TikTok-owner Byte Dance Cuts Hundreds of Jobs in China
The company’s gaming and real estate operations, as well as Douyin, the Chinese version of TikTok with approximately 600 million daily users, have also implemented the employment layoffs. According to a report in the South China Morning Post on Tuesday, hundreds of staff from various departments will be let go by Bytedance, the Chinese business that owns the video app TikTok, at the end of 2022 as a cost-cutting move.
According to the individuals, who asked to remain anonymous because they are not permitted to speak to the media, the decision has had an impact on the staff at Douyin, the Chinese counterpart of TikTok with 600 million daily active users, as well as its gaming and real estate operations.
With over 100,000 people worldwide and being one of the biggest employers in China’s tech sector, the job losses only account for a small portion of ByteDance’s workforce. Since ByteDance is a privately held company, it is not required to make information about its operations public.
In an effort to find the source of a damaging leak, ByteDance, the parent company of TikTok, confessed this week that a small number of its employees, some of whom were based in China, improperly accessed the TikTok data of American users and two journalists.
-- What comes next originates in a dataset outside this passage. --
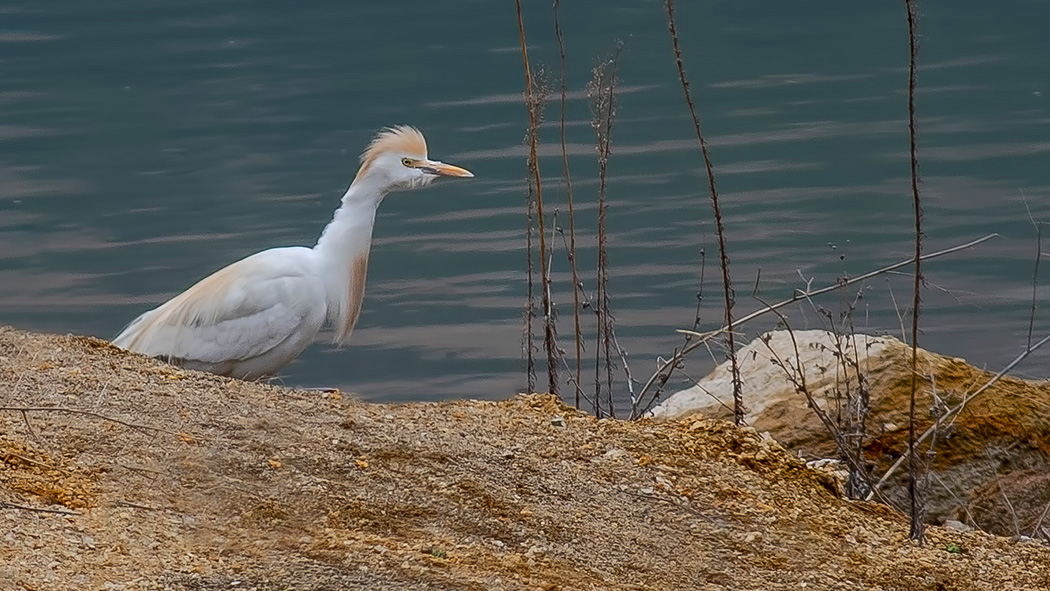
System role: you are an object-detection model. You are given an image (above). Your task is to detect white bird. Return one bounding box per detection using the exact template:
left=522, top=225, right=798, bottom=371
left=112, top=126, right=474, bottom=380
In a memo to staff members that Bloomberg claims to have seen, TikTok CEO Shou Chew apparently acknowledged the overreach. The allegations come after a lengthy internal probe at the business that was sparked by a Forbes report earlier this year that alleged the business intended to use the TikTok app to track the locations of specific U.S. users.
According to ByteDance’s inquiry this week, a number of employees had access to ID addresses and other personal information from a couple of reporters for BuzzFeed News and the Financial Times as well as an undetermined number of US users they were in contact with. According to reports, those leaker hunters were trying to determine whether the targeted users were close to ByteDance staff. Those endeavours were unsuccessful.
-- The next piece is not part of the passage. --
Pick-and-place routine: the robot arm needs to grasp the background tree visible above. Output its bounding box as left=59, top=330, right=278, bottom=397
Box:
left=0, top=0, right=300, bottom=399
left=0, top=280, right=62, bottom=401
After telling staff in December that the company needed to “get fit and bulk up the muscle” to streamline operations, CEO Liang Rubo announced the layoffs.
In China’s tech sector, job layoffs are typically made in the name of company optimization, and firing underachievers is a frequent practise. In 2022, thousands of jobs will be lost at other Chinese digital powerhouses including Tencent Holdings and Alibaba Group Holding.